U.S. authorizes emergency use of COVID-19 drug remdesivir

US regulators have allowed the emergency use of the experimental drug remdesivir, which appears to help some coronavirus patients recover faster.

It is the first drug shown to help fight Covid-19, which has killed more than 230,000 people worldwide.

Donald Trump announced the news on Friday at the White House alongside Stephen Hahn, the Food and Drug Administration (FDA) commissioner, who said the drug would be available for patients hospitalized with Covid-19.

The president said the approval represented a “very promising situation” in the country’s fight against coronavirus, and Dr Deborah Birx added, “I think this really illustrates what can happen in such a short time."

The emergency approval comes days after Dr Anthony Fauci, the government’s top infectious disease expert, expressed cautious optimism about the results of a remdesivir drug trial.

“The data shows that remdesivir has a clear-cut, significant, positive effect in diminishing the time to recovery,” Fauci said earlier this week. “What it has proven is that a drug can block this virus.”

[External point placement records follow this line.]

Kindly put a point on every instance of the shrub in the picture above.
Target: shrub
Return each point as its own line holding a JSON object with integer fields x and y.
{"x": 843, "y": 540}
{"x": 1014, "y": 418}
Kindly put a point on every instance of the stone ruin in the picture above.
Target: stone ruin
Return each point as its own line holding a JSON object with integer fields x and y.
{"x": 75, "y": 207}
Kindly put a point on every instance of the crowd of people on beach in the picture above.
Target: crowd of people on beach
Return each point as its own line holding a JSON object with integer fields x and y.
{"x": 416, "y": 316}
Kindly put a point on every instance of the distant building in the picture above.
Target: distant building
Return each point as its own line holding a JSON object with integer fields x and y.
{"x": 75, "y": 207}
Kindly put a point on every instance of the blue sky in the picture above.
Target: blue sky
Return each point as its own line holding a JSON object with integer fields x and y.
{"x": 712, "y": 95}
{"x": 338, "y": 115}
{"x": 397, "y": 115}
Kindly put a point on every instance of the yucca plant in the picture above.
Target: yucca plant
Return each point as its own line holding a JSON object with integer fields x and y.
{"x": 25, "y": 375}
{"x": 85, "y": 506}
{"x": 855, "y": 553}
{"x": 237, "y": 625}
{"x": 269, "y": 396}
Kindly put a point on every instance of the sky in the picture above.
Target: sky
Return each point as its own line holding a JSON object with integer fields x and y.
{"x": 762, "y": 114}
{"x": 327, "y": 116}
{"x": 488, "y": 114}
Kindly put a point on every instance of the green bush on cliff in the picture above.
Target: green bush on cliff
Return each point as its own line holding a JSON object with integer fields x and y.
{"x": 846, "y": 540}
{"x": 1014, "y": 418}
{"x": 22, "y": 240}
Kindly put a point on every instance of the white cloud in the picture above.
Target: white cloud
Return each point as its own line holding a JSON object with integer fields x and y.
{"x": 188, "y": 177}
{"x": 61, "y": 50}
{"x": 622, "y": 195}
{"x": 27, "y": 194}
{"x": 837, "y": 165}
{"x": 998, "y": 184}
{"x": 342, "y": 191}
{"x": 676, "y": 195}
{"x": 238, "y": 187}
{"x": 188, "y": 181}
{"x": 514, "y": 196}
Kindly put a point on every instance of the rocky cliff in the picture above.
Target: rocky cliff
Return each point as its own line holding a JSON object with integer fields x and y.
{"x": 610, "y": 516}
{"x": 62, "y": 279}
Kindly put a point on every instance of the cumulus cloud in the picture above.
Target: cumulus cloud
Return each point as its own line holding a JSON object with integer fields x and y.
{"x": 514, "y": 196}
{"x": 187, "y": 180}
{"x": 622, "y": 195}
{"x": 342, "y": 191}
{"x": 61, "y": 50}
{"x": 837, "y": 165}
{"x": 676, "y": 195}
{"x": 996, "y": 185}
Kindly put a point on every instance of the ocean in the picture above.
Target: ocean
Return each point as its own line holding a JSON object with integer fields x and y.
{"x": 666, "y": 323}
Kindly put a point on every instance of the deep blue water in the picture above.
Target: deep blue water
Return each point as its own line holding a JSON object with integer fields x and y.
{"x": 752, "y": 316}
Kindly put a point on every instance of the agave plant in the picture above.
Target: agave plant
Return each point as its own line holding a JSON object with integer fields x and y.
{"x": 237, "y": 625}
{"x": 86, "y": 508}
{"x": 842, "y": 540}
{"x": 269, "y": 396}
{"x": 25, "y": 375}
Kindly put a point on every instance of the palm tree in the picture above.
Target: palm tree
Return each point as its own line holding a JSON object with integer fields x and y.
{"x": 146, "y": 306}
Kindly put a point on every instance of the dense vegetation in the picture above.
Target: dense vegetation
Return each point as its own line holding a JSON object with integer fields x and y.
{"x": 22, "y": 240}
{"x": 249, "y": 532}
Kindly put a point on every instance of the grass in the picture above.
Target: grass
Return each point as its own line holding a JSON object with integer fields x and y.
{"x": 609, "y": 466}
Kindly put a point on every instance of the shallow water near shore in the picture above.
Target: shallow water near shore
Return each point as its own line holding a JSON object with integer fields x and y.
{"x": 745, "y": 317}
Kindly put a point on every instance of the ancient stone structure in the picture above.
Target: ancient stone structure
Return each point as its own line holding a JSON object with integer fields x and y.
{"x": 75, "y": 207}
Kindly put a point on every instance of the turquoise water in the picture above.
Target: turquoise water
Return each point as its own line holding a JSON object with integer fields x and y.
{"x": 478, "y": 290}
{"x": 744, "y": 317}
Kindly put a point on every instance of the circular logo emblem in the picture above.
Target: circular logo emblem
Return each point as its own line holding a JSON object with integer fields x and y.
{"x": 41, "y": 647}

The FDA acted after preliminary results from a government-sponsored study showed that Gilead Sciences’s remdesivir shortened the time to recovery by 31%, or about four days on average, for hospitalized Covid-19 patients.

The study of 1,063 patients is the largest and most strict test of the drug and included a comparison group that received just usual care so remdesivir’s effects could be rigorously evaluated.

Those given the drug were able to leave the hospital in 11 days on average versus 15 days for the comparison group. The drug also might be reducing deaths, although that’s not certain from the partial results revealed so far.

Fauci said the drug would become a new standard of care for severely ill Covid-19 patients like those in this study. The drug has not been tested on people with milder illness, and currently is given through an IV in a hospital.

The FDA authorized the drug under its emergency powers to quickly speed experimental drugs, tests and other medical products to patients during public health crises.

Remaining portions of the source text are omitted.